F-buffer of ATI's card (excerpt from an interview)

http://www.3dcenter.org/artikel/2003/11-06_english.php

3DCenter: The Radeon 9800 series introduced a new feature, the F-Buffer. Is this rather a stop-gap solution, or will it be ATI’s efficient way to handle the challenge of long, dynamic shaders in the future?

Eric Demers: The F-Buffer concept is method to generalize multi-pass and actually make it useful. And you need multi-pass solutions to deal with very long shaders and other challenges such as larger temp storage or larger number of iterators, etc. However, it’s not the panacea that just allows for limitless shading either. The way we are planning on exposing it (through an OpenGL extension) allows the savvy developer to use them.
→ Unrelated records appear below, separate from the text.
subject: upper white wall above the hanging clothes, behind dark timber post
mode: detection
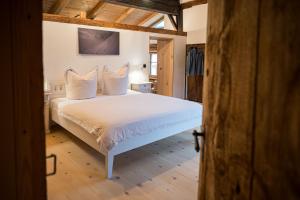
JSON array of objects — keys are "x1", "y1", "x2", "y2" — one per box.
[{"x1": 165, "y1": 0, "x2": 207, "y2": 44}]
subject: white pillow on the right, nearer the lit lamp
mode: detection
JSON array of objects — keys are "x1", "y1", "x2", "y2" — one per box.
[{"x1": 102, "y1": 65, "x2": 129, "y2": 95}]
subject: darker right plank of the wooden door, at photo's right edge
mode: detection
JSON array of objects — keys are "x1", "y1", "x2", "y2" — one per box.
[{"x1": 252, "y1": 0, "x2": 300, "y2": 200}]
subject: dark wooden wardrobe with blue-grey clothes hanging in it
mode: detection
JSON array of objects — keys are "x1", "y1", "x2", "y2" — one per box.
[{"x1": 185, "y1": 44, "x2": 205, "y2": 103}]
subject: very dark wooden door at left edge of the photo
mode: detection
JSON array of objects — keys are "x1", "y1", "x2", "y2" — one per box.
[{"x1": 0, "y1": 0, "x2": 47, "y2": 200}]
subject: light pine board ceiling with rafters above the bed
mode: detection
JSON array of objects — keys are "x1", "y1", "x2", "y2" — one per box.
[{"x1": 43, "y1": 0, "x2": 163, "y2": 26}]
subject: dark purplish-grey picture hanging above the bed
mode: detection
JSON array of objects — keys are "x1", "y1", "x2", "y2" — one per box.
[{"x1": 78, "y1": 28, "x2": 120, "y2": 55}]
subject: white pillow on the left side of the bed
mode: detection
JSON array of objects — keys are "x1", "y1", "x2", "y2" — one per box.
[{"x1": 65, "y1": 69, "x2": 98, "y2": 99}]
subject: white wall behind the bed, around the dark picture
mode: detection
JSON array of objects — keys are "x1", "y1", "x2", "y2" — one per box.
[{"x1": 43, "y1": 21, "x2": 186, "y2": 98}]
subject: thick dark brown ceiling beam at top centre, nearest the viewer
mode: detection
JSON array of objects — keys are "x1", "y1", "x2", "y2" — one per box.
[{"x1": 104, "y1": 0, "x2": 180, "y2": 15}]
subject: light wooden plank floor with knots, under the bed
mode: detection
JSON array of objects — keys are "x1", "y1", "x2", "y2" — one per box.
[{"x1": 46, "y1": 128, "x2": 199, "y2": 200}]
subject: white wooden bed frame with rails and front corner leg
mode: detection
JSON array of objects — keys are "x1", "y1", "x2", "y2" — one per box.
[{"x1": 51, "y1": 106, "x2": 201, "y2": 178}]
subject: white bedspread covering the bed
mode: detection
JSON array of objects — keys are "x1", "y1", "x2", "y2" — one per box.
[{"x1": 52, "y1": 93, "x2": 202, "y2": 150}]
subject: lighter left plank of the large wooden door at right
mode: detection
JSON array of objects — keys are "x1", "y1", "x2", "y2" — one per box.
[{"x1": 199, "y1": 0, "x2": 258, "y2": 200}]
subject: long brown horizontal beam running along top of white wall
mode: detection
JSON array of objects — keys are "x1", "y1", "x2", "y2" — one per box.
[{"x1": 43, "y1": 13, "x2": 187, "y2": 36}]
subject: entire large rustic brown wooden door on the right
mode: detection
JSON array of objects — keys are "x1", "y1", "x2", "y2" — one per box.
[{"x1": 199, "y1": 0, "x2": 300, "y2": 200}]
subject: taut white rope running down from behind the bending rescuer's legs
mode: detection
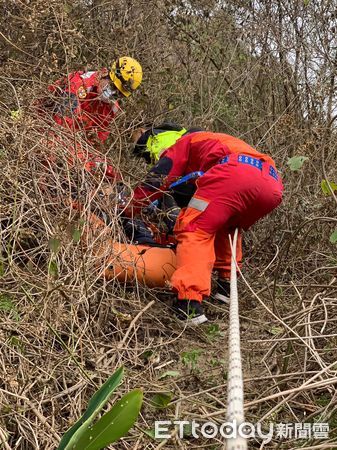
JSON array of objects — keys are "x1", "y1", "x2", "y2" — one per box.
[{"x1": 227, "y1": 229, "x2": 247, "y2": 450}]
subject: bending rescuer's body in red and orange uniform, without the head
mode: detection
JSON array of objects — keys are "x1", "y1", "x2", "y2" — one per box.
[{"x1": 133, "y1": 132, "x2": 283, "y2": 324}]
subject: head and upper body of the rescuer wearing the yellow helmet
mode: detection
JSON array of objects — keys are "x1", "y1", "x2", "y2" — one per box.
[{"x1": 42, "y1": 56, "x2": 143, "y2": 142}]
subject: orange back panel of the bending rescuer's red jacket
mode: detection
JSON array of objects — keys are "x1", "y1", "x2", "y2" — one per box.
[{"x1": 190, "y1": 131, "x2": 275, "y2": 167}]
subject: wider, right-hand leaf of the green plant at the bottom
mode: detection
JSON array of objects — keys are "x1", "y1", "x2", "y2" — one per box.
[{"x1": 73, "y1": 389, "x2": 143, "y2": 450}]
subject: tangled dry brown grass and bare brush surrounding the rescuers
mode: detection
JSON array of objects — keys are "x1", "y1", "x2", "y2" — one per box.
[{"x1": 0, "y1": 0, "x2": 337, "y2": 450}]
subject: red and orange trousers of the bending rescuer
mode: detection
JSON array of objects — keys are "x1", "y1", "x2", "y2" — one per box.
[{"x1": 171, "y1": 155, "x2": 283, "y2": 301}]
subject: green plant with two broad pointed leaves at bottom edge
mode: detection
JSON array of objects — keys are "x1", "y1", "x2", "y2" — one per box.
[{"x1": 57, "y1": 367, "x2": 143, "y2": 450}]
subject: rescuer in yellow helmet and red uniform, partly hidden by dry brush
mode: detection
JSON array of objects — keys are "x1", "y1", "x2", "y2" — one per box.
[{"x1": 38, "y1": 56, "x2": 142, "y2": 180}]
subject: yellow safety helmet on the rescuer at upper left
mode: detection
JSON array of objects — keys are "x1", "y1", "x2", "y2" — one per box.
[{"x1": 109, "y1": 56, "x2": 143, "y2": 97}]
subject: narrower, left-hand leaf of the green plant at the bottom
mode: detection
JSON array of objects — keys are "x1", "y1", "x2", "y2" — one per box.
[{"x1": 57, "y1": 367, "x2": 124, "y2": 450}]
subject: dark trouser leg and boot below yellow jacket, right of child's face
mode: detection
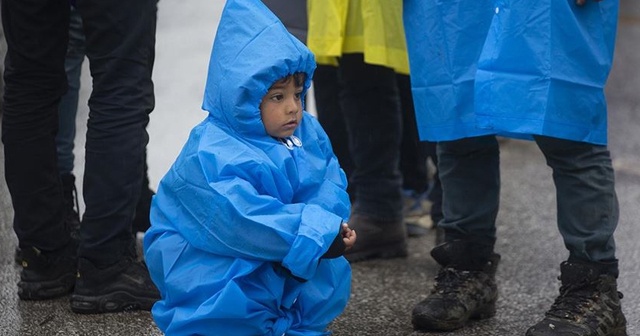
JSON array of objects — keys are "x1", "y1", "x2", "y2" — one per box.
[{"x1": 339, "y1": 54, "x2": 407, "y2": 261}]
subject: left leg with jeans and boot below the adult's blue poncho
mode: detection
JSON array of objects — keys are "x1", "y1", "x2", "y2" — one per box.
[{"x1": 412, "y1": 136, "x2": 500, "y2": 331}]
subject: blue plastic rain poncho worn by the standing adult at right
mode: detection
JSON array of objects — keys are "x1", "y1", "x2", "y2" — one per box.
[{"x1": 404, "y1": 0, "x2": 618, "y2": 144}]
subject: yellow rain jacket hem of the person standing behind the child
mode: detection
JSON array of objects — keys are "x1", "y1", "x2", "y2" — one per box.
[{"x1": 307, "y1": 0, "x2": 409, "y2": 75}]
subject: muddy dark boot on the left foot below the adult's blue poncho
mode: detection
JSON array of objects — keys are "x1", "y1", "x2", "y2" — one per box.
[{"x1": 411, "y1": 240, "x2": 500, "y2": 331}]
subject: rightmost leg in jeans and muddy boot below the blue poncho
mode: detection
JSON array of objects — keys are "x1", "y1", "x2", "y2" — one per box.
[{"x1": 527, "y1": 136, "x2": 626, "y2": 336}]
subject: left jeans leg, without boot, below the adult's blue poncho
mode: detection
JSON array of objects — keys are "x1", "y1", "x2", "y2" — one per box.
[{"x1": 437, "y1": 136, "x2": 500, "y2": 253}]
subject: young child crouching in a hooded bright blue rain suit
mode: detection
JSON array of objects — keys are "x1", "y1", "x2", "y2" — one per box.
[{"x1": 144, "y1": 0, "x2": 356, "y2": 335}]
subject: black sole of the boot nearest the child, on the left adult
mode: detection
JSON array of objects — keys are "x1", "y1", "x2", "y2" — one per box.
[{"x1": 70, "y1": 292, "x2": 158, "y2": 314}]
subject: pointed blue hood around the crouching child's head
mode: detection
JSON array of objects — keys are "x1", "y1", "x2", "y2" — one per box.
[{"x1": 202, "y1": 0, "x2": 316, "y2": 137}]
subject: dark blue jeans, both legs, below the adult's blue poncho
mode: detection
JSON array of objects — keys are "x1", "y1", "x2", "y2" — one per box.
[{"x1": 438, "y1": 136, "x2": 618, "y2": 263}]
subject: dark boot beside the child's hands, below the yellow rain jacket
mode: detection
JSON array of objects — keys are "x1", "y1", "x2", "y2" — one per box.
[{"x1": 344, "y1": 214, "x2": 408, "y2": 262}]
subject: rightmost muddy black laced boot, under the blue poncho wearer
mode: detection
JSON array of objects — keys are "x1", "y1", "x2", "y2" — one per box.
[{"x1": 527, "y1": 262, "x2": 627, "y2": 336}]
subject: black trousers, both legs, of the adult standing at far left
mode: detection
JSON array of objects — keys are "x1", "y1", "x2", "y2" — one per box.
[{"x1": 2, "y1": 0, "x2": 157, "y2": 266}]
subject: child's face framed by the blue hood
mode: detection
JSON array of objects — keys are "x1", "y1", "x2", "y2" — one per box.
[{"x1": 260, "y1": 77, "x2": 302, "y2": 138}]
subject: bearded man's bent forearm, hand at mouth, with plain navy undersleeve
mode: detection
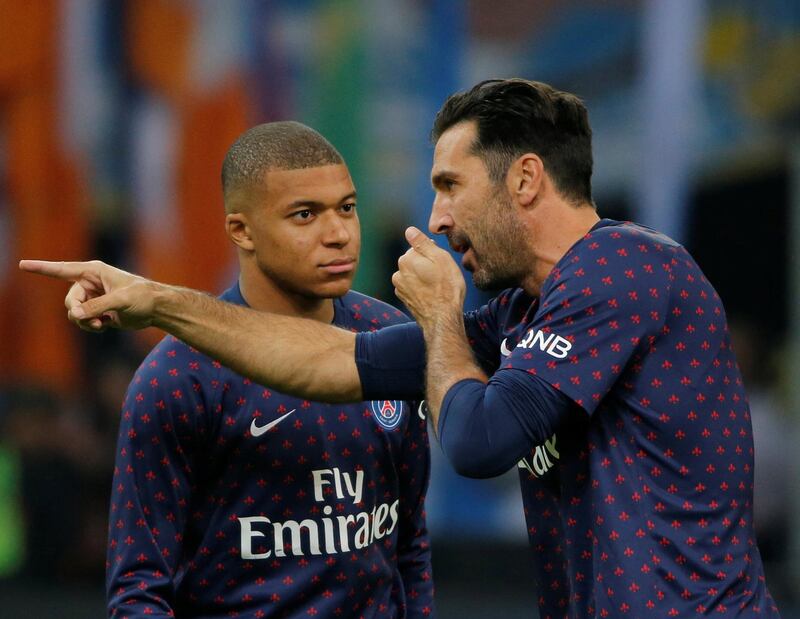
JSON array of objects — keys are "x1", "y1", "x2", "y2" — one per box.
[{"x1": 392, "y1": 228, "x2": 572, "y2": 477}]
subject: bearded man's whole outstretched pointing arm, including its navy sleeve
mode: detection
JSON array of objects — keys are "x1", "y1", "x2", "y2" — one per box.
[{"x1": 20, "y1": 260, "x2": 499, "y2": 402}]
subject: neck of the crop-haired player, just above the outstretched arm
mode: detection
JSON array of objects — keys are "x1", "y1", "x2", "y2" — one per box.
[{"x1": 239, "y1": 262, "x2": 334, "y2": 323}]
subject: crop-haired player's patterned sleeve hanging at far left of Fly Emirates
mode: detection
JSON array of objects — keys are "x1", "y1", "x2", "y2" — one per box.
[{"x1": 106, "y1": 337, "x2": 213, "y2": 619}]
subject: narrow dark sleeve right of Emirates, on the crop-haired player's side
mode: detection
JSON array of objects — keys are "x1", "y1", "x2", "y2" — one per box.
[{"x1": 397, "y1": 402, "x2": 435, "y2": 619}]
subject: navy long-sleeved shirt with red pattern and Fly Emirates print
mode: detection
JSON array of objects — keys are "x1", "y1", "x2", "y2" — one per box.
[{"x1": 107, "y1": 286, "x2": 434, "y2": 619}]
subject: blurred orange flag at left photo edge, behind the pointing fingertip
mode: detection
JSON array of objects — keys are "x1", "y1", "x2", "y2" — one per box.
[{"x1": 0, "y1": 0, "x2": 87, "y2": 391}]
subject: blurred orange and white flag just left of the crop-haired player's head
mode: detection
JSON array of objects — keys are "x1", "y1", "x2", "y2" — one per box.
[{"x1": 126, "y1": 0, "x2": 249, "y2": 348}]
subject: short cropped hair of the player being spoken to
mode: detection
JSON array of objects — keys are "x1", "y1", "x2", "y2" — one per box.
[{"x1": 222, "y1": 121, "x2": 344, "y2": 210}]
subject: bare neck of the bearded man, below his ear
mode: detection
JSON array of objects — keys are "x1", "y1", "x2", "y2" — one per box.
[{"x1": 521, "y1": 200, "x2": 600, "y2": 296}]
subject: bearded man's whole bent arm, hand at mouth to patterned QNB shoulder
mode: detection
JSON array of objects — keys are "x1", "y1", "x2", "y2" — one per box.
[{"x1": 395, "y1": 232, "x2": 670, "y2": 477}]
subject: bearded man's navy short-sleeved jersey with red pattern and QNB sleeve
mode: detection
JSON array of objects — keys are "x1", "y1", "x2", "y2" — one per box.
[{"x1": 466, "y1": 220, "x2": 778, "y2": 619}]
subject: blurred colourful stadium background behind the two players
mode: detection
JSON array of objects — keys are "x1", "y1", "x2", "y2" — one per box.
[{"x1": 0, "y1": 0, "x2": 800, "y2": 619}]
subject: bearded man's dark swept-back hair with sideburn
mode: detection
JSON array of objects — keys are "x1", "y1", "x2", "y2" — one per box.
[{"x1": 431, "y1": 79, "x2": 592, "y2": 203}]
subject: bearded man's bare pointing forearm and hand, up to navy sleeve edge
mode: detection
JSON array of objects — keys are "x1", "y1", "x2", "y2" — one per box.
[{"x1": 20, "y1": 260, "x2": 363, "y2": 402}]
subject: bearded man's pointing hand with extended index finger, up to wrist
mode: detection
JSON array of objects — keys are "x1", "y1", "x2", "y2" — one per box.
[{"x1": 19, "y1": 260, "x2": 164, "y2": 332}]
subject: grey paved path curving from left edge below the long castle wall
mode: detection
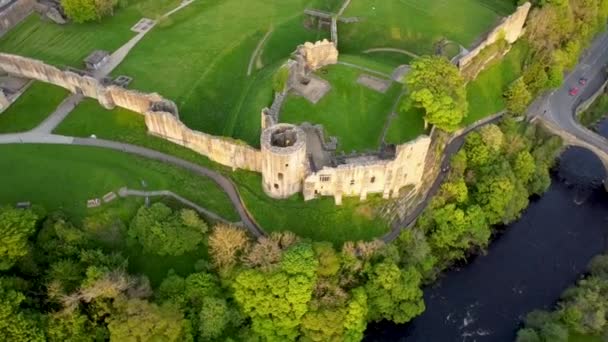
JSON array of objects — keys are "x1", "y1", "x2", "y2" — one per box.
[{"x1": 0, "y1": 133, "x2": 264, "y2": 237}]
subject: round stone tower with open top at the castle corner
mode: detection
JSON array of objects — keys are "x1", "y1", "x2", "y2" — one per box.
[{"x1": 261, "y1": 124, "x2": 308, "y2": 198}]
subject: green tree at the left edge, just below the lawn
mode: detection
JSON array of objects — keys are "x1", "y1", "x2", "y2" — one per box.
[{"x1": 0, "y1": 207, "x2": 38, "y2": 270}]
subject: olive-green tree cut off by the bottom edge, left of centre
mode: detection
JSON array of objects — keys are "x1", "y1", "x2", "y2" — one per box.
[{"x1": 108, "y1": 299, "x2": 191, "y2": 342}]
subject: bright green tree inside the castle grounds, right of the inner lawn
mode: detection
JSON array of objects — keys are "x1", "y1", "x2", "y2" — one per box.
[{"x1": 402, "y1": 56, "x2": 468, "y2": 132}]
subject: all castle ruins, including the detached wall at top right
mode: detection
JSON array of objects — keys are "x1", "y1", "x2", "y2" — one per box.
[{"x1": 0, "y1": 0, "x2": 530, "y2": 204}]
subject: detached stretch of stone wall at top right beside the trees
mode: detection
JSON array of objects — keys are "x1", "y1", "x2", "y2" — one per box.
[{"x1": 458, "y1": 2, "x2": 532, "y2": 69}]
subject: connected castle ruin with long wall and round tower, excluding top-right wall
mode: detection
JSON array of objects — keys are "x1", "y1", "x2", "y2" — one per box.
[{"x1": 0, "y1": 37, "x2": 430, "y2": 204}]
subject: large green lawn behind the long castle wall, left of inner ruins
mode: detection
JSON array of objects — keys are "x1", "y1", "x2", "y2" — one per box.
[{"x1": 115, "y1": 0, "x2": 323, "y2": 145}]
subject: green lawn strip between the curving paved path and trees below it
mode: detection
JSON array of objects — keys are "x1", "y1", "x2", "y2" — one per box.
[{"x1": 0, "y1": 145, "x2": 238, "y2": 221}]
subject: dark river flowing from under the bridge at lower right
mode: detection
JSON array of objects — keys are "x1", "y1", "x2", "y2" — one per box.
[{"x1": 366, "y1": 145, "x2": 608, "y2": 342}]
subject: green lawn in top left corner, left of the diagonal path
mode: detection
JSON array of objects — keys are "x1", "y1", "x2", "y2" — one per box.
[{"x1": 0, "y1": 0, "x2": 179, "y2": 68}]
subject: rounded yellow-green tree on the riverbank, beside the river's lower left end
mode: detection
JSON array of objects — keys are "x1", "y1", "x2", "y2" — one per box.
[{"x1": 365, "y1": 261, "x2": 425, "y2": 323}]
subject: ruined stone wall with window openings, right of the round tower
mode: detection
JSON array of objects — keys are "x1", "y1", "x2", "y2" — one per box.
[{"x1": 304, "y1": 136, "x2": 431, "y2": 204}]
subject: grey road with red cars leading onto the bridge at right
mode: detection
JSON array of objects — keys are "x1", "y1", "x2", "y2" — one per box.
[{"x1": 529, "y1": 33, "x2": 608, "y2": 160}]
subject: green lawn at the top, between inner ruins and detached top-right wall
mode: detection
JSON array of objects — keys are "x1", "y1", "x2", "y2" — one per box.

We are working on improving its ease of use for future products. As well, there are other solutions we are looking at that make it easy for developers to write, for example, longer shaders. I’m sure that future products will have those features as well.

f-buffers is really needed on ATI R3x0 chips to implement GLSlang - in on of the Ashli GLSlang shaders unpacked to 5 ARB_fragment programs.
In NV3x - its only one fp program.

There’s one that requires seven. . .

Has anyone, other than ATI, benchmarked Ashli on NVidia and ATI cards?

2Ostsol
>>Has anyone, other than ATI, benchmarked Ashli on NVidia and ATI cards?
It’s a bit comlecated - NV cards doen’t support this temporary buffer(F-Buffer?) - will run only demos with single path.

Another thing - generated code is optimized for ATI hardware(significully differend from ARB_fp, genereted by cg/optimal for NV hardware).

On NV hardware only NV_fp is really fast - Ashli doesn’t support it.(Surprise :slight_smile: ).

Given the GeforceFX’s capability to have 1024 instruction fragment programs, the F-Buffer shouldn’t be necessary for them. I agree that the compiler is probably optimized for ATI, though, in that it’ll try and order instructions to take advantage of the Radeon’s ability to run certain operations in parallel in a single pass. However, shouldn’t NVidia’s universal compiler be able to offset this by reordering the resulting assembler shader code and reducing register usage (at the cost of more instructions)?

Another thing is that NV_fragment_program provides speed for the GeforceFX only by allowing the card to make use of its multiple precisions. In the case of the NV30, NV31, and NV34 that included the use of fixed point precision, but from what I’ve heard the NV35 is a totally floating point GPU and doesn’t receive much of a performance boost (if any at all) using FX12 instead of FP16. As such, all that’s really left is managing register usage, which can be done with any shader language. In any case, there’s still NVidia’s Universal Compiler, as I mentioned above.